Yeah, the LCH color space is much more useful than HSL. I wish more software
had color pickers that supported it.

Another useful color space, closely related to LCH, is HSLuv
([https://www.hsluv.org/](https://www.hsluv.org/)). Its only difference is
that instead of an absolute chroma (colorfulness) component, it has a relative
saturation component, scaled so that 100% saturation means the maximum
possible chroma sRGB allows for that hue and lightness.

HSLuv’s relative saturation makes it ideal for generating colors for today’s
sRGB-restricted CSS, because its colors are always displayable, no matter
their saturation value. This avoids LCH’s problem where a color with too high
a chroma value must be rounded to the nearest displayable color.

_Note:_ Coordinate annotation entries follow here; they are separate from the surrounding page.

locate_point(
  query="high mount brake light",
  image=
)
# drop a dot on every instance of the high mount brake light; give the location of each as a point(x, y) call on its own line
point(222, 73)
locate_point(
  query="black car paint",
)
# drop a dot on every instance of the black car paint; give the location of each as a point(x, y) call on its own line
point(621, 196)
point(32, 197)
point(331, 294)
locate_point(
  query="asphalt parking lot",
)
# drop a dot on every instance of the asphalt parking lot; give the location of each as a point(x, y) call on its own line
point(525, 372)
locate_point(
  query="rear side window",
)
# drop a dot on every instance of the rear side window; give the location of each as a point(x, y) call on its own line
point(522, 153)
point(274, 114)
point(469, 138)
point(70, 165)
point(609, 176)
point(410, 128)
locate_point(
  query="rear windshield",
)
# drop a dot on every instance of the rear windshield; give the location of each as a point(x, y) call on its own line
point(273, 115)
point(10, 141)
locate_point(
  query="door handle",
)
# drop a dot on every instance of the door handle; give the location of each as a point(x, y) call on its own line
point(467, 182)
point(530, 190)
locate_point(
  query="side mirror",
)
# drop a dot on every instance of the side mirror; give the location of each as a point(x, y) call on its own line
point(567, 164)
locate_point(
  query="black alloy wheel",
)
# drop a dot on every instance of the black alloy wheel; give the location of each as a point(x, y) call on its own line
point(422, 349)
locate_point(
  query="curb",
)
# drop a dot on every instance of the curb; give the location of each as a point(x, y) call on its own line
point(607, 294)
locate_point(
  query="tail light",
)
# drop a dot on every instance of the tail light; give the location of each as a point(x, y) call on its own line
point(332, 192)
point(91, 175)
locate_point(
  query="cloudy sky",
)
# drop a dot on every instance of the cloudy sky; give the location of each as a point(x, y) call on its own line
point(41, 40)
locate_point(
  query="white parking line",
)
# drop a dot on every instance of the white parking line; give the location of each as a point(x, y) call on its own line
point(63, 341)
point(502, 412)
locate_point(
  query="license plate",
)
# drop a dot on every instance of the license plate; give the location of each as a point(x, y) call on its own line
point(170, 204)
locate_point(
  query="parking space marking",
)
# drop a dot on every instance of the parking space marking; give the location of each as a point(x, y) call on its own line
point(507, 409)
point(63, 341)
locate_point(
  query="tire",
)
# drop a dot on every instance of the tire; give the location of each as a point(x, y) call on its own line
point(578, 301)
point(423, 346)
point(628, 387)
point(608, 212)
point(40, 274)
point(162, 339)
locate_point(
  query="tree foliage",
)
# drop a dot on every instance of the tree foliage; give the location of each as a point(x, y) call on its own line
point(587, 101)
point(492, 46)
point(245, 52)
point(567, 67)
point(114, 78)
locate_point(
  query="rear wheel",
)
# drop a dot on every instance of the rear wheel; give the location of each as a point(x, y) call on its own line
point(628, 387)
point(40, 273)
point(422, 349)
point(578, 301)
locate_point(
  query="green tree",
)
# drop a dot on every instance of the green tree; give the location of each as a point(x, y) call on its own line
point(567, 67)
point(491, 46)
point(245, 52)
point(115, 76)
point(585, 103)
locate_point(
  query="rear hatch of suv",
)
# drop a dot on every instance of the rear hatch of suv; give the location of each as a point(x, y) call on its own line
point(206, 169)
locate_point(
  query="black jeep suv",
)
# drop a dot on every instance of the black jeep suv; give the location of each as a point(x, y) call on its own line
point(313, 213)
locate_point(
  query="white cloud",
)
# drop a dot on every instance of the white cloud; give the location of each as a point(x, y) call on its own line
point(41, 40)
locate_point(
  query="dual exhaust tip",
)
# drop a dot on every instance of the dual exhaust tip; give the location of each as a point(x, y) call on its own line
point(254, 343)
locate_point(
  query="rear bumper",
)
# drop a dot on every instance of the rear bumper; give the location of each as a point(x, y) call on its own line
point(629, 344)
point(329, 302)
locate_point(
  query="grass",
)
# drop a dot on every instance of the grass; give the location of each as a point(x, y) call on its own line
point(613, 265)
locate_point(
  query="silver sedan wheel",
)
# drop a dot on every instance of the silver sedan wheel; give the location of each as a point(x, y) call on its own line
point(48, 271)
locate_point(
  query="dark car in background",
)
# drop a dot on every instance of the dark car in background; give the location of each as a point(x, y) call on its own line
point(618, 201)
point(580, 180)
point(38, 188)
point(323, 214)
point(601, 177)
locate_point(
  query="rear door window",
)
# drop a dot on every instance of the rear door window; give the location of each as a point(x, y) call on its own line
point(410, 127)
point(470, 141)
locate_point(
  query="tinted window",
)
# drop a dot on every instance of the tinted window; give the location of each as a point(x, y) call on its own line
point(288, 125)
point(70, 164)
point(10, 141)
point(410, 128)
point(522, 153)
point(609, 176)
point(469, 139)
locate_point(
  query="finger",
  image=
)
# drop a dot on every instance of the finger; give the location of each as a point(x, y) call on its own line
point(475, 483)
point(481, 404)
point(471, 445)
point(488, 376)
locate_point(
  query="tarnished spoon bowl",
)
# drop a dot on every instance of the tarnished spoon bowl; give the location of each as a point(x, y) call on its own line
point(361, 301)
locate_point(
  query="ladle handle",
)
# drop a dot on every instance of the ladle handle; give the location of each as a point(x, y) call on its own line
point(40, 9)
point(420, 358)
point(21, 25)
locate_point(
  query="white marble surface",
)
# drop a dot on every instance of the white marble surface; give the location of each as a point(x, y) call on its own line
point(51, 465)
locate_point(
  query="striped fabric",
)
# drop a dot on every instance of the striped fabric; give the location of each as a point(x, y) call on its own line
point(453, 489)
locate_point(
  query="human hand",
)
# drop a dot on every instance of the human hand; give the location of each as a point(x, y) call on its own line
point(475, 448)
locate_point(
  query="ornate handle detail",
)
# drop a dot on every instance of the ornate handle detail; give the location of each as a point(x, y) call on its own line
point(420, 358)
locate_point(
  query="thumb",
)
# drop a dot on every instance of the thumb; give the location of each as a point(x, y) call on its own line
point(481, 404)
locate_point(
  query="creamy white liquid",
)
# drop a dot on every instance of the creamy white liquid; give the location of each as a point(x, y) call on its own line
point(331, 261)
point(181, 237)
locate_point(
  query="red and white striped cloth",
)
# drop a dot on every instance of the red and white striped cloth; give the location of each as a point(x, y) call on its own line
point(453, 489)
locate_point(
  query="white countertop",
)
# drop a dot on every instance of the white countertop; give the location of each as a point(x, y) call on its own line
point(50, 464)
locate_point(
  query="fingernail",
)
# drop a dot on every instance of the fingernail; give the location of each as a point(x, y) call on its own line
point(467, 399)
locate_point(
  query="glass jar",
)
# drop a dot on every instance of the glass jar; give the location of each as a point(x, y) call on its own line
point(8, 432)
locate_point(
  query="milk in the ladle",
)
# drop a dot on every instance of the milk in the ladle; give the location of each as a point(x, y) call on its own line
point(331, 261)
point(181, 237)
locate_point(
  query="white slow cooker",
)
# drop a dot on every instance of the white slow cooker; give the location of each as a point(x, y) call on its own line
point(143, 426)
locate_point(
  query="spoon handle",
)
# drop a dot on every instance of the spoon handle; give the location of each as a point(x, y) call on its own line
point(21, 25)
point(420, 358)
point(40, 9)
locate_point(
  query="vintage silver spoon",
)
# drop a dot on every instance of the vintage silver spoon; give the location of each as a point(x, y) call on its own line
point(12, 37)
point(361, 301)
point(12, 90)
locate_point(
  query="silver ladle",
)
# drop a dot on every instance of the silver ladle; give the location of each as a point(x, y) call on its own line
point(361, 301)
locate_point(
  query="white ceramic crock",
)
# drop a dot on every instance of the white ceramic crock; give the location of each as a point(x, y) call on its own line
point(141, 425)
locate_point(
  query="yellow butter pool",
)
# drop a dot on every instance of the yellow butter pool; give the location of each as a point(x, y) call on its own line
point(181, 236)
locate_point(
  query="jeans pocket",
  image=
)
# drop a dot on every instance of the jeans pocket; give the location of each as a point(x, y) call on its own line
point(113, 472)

The downside
of relative saturation is that two different colors with the same saturation
value might not look equally colorful.

HSLuv has a comparison page
([https://www.hsluv.org/comparison/](https://www.hsluv.org/comparison/)) that
compares HSLuv, CIELUV LCh, and other color models. The charts do a good job
of helping you understand how each color model works.

The home page for HSLuv also has a nice color picker that I sometimes use
instead of the color picker built into various graphics software. It’s good to
learn of the article author’s LCH Colour picker at
[https://css.land/lch/](https://css.land/lch/) – that’s a much easier-to-use
LCH color picker than the other one I’ve seen,
[http://davidjohnstone.net/pages/lch-lab-colour-gradient-
pick...](http://davidjohnstone.net/pages/lch-lab-colour-gradient-picker). But
something I prefer about HSLuv’s color picker is that the sliders’ colors show
the final color you will get if you move that slider to that position, whereas
the article author’s LCH Colour picker seems to do some weird hybrid of that
behavior and making the sliders always show the same colors.